O deputado federal Doutor Luizinho (RJ), líder do PP na Câmara dos Deputados e aliado de Jair Bolsonaro, escancarou em um almoço com empresários na terça (17), em Brasília, o que muitos bolsonaristas apenas sussurram no ouvido.

Ele afirmou que Bolsonaro, que está inelegível, atrapalha a direita ao não dizer claramente quem será o seu candidato a presidente em 2026.

O PP é um dos principais aliados do ex-presidente e integrou seu governo.

“A realidade é essa. O ex-presidente Bolsonaro impede que a centro-direita coloque um quadro. Porque ele, ao não apoiar o governador [de SP] Tarcísio de Freitas, ou ao não se posicionar claramente sobre quem é o candidato dele, está impedindo a organização da centro-direita no país”, declarou no encontro, promovido pelo grupo Esfera Brasil e pela Casa ParlaMento.

Segundo o deputado, o campo político representado pela federação Progressistas e União Brasil tem nomes qualificados não apenas para indicar o candidato a vice-presidente da República em uma chapa bolsonarista, mas também para encabeçar a chapa, algo que também já foi externado pelo presidente do União Brasil, Antônio Rueda.

“Ele [Bolsonaro] vem impedindo uma candidatura que está claramente colocada. No nosso campo, uma candidatura precisa estar validada pelo União-Progressistas, ou por uma candidatura nossa, ou pelo menos com a vice-presidência da República”, afirmou Luizinho.

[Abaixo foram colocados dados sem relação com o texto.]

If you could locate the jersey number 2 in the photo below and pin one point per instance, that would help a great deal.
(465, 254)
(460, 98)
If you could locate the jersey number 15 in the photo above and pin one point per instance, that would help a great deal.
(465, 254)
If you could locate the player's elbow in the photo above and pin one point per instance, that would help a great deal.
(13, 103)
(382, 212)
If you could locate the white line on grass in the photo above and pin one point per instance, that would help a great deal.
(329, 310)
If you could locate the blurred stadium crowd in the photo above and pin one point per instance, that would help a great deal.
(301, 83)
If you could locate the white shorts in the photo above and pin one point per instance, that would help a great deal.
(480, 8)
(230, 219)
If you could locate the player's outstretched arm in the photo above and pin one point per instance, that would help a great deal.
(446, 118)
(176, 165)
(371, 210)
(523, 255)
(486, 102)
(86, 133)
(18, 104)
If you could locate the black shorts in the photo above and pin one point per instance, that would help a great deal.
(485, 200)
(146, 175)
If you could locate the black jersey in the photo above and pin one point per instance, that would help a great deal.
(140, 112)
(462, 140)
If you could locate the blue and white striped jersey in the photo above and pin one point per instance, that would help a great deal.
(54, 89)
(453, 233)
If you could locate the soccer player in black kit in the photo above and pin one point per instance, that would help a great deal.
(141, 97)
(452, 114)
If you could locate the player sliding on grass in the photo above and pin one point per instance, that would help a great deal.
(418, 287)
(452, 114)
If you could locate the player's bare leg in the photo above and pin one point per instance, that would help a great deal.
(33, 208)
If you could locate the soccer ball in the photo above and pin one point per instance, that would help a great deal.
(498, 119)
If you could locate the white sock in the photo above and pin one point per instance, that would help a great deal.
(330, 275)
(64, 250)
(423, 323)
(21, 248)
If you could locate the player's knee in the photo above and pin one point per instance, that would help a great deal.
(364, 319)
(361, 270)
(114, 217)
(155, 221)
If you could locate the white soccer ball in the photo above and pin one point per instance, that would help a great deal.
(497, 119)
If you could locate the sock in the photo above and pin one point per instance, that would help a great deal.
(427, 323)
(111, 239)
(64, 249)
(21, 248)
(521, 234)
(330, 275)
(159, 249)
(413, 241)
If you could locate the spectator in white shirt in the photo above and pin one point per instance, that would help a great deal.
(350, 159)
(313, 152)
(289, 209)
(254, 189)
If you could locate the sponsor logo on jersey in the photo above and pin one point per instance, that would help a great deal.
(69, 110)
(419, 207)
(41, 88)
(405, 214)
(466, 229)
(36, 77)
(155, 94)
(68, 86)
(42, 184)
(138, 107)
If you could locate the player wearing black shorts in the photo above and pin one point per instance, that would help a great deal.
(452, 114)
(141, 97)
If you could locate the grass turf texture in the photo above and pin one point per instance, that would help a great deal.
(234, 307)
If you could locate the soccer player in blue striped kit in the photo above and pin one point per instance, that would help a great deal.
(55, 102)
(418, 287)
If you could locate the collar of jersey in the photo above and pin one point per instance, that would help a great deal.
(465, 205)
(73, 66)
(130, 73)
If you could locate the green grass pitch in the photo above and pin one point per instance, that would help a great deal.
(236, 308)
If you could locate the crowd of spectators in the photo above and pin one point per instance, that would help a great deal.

Entre os nomes de direita que são considerados pré-candidatos estão os governadores de São Paulo, Tarcísio de Freitas (Republicanos-SP), de Goiás, Ronaldo Caiado (União Brasil-GO), de Minas, Romeu Zema (Novo-MG) e do Paraná, Ratinho Jr. (PSD-PR).

Bolsonaro sinaliza que pode lançar alguém de sua própria família para disputar, como o filho Eduardo Bolsonaro, que é deputado, ou a mulher, Michelle Bolsonaro.

O presidente do PP, senador Ciro Nogueira (PP-PI), ex-ministro da Casa Civil do governo Bolsonaro, tentou ponderar. Ele disse que ainda não é o momento de se discutir candidaturas, mas sim “o projeto de país”. E virou suas baterias contra Lula.

“Eu acho o governo completamente perdido, sem norte. Não adianta ficar só culpando o ministro [da Fazenda, Fernando] Haddad. A culpa maior é do próprio presidente da República, que não assume as suas atribuições de comandar o Brasil da forma correta”, disse.

Segundo Ciro, há uma expectativa por uma candidatura de centro-direita com reais chances de vitória, mas será necessário atravessar o atual momento de instabilidade para que o governo “não atrapalhe ainda mais o Brasil”.